Danielle's eyes widened.
It couldn't be. She couldn't be
.

At that moment, Danielle realized the overpowering scent of a rustic countryside infused the woman's collar like freshly mowed-grass. She knew instantly. The fragrance feathered the same earthy spice that Jack doused himself with every day and night.

"Mrs. Jack Cantor," the woman replied.

Danielle stared at the leggy woman with the thought that she'd been so stupidly betrayed. Her brain wanted to kick up a huff about it. She was mad. Only the truth was, she was starting to believe--the woman could have him for all she'd cared. It wasn't a lost. Matter of fact, it was her gain to find the right man--Mr. Right--to take Jack's place in her life.

Although, there was still the point of it all... She'd still have to deal with those feelings gnawing at her soul, surfacing an impact on her emotions.

She is
. "Oh, I mean..." Danielle stuttered as she wrung her hands, catching another glimpse of her huge diamond. "You are...you're Jack's wife and this is his son," she added, nodding toward Billy in the stroller.

The instant Danielle realized this was her "Jack," she knew why he'd run out on her.
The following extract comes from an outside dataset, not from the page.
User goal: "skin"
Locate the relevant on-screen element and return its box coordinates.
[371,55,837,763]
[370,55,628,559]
The other woman was runway model, supermodel with legs like a giraffe, and the perfect voraciously pouted lips and bosom that would incite any man's curiosity.

Danielle ran both hands through her hair frantically trying to restart the conversation, as the woman crossed her skin-tight mini skirt showing off an angle of her curvy thigh. Only this time, the breeze blew her fiery ginger away from her face just enough that her diamond earrings popped against her light freckles. Evidently Jack spent most of his money lavishing her with expensive gifts. Danielle could only imagine he'd do anything to keep a woman like her happy.

"Ah..." was the one word that came out of Danielle's mouth which might as well have been silence.

Danielle contemplated, that what she'd just discovered would explain Jack's erratic behavior and how he'd gotten as far as "I don't love you," when he walked out the door. She was all too glad to pack her bags and leave where she wasn't wanted. Amazingly, he found time for another woman, when he hadn't always the time for her.